In the book White Fragility by Robin Diangelo she talks about how white people have a visceral response to this. Black people have this visceral response too. Everyone does. Black Trump supporters being told by white liberals that they support racism found it incredibly insulting. And they should be, there’s nothing more paternalistic and insulting than some white person (or black person) telling you how you should think. It is not helpful or convincing to tell a black business owner that everything is “either racist or anti-racist”; therefore they are racist if they support something you have deemed racist? No. People aren’t stupid just because they disagree with you. There are better ways to relate your beliefs. For instance I think tax giveaways to rich corporations hurt communities of color worse than others. This makes them clearly racist in my opinion because they destroy those communities prosperity and liberty. But you can disagree with me and vote for those racist tax giveaways without me labeling you an evil rude racist. I can get my view across without saying something that’s just going to make you stop listening to me. I need you to listen to my words and not think I am just calling you rude.
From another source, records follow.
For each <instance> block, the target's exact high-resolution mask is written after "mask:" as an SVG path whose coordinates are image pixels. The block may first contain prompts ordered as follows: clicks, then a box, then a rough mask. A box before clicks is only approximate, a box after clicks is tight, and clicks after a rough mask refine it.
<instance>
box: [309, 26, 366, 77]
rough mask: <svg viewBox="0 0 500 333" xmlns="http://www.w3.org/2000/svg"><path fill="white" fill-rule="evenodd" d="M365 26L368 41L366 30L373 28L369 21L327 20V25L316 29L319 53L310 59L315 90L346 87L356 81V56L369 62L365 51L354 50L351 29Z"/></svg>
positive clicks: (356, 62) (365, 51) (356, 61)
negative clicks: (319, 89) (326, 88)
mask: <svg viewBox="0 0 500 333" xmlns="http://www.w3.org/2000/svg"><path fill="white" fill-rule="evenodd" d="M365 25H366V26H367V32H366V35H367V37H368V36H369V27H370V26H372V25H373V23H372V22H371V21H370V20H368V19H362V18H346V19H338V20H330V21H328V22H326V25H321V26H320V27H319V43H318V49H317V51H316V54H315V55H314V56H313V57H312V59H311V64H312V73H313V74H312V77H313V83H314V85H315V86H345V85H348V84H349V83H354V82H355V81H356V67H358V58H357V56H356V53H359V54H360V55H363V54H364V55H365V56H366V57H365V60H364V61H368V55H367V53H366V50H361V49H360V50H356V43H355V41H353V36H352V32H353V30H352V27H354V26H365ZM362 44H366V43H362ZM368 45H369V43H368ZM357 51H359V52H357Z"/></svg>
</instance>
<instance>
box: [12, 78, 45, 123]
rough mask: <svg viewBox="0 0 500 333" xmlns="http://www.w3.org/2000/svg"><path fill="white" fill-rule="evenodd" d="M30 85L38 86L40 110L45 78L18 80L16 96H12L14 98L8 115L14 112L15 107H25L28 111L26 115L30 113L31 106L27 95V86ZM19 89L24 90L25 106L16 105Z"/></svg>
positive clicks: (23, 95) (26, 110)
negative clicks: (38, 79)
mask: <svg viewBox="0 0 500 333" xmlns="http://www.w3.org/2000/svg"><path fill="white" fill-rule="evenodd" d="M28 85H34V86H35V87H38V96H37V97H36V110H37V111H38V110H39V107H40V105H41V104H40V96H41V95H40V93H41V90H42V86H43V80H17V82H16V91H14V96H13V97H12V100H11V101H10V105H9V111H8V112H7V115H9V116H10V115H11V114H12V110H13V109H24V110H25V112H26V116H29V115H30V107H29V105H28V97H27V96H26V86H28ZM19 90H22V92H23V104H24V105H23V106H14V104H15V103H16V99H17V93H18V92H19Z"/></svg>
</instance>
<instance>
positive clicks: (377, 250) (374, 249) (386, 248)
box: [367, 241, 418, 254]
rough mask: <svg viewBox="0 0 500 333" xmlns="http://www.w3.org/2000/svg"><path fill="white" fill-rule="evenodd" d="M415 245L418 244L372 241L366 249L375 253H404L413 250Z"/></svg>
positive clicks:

I’m not sure what term I am going to use. “Not anti-racist” is pretty clunky. Liberty, prosperity and justice are things that both republicans and democrats value, all Americans do, so I will probably be using those terms more to make people understand my views. And I might have to admit that some of Trump’s actions like commuting the life sentence of Alice Marie Johnson did advance liberty. But that’s fine, Trump cannot be our boogeyman anymore. We have to fight for things now instead of against things. Fighting for liberty and the friends I lost to divisive rhetoric is the first step for me.